Naomi Wolf responds to continued criticism of her delayed book.
After her book Outrages was indefinitely delayed by its publisher, Houghton Mifflin Harcourt, over factual mistakes, Naomi Wolf is moving forward on damage control while responding sharply to some critics.
In a May interview with the BBC’s Matthew Sweet, Wolf discovered she had misinterpreted the term “death recorded,” which provided a basis for some of the analysis in Outrages. After initially announcing the error would be corrected in future printings, Houghton Mifflin Harcourt said it would delay publication.
Outrages has already been published by the London-based press Virago, and Wolf has said she is committed to correcting the book and publishing it in the US. In the meantime, she has questioned some critics, including on Twitter, where accounts associated with her husband’s firm referred to the “obviously false claims & opportunism” behind criticism of the book. (Wolf later told the Times the tweets “should not have happened.”)

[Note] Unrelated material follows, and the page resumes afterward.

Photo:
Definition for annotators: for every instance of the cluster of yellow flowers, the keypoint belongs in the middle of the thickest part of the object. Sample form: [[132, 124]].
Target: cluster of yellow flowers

The New York Times also reported a dust-up with a scholarly website:
After the website Public Seminar published a critical review by Emily Rutherford, a graduate student in history at Columbia who has done extensive research on Symonds, Ms. Wolf sent the site’s editor a strongly worded email attacking the review’s “serious and even indefensible errors,” and demanding it be taken down until it was “fully corrected.” (The site made one correction, and has also published an article by a defender of Ms. Wolf, with a response from Ms. Wolf herself to come.)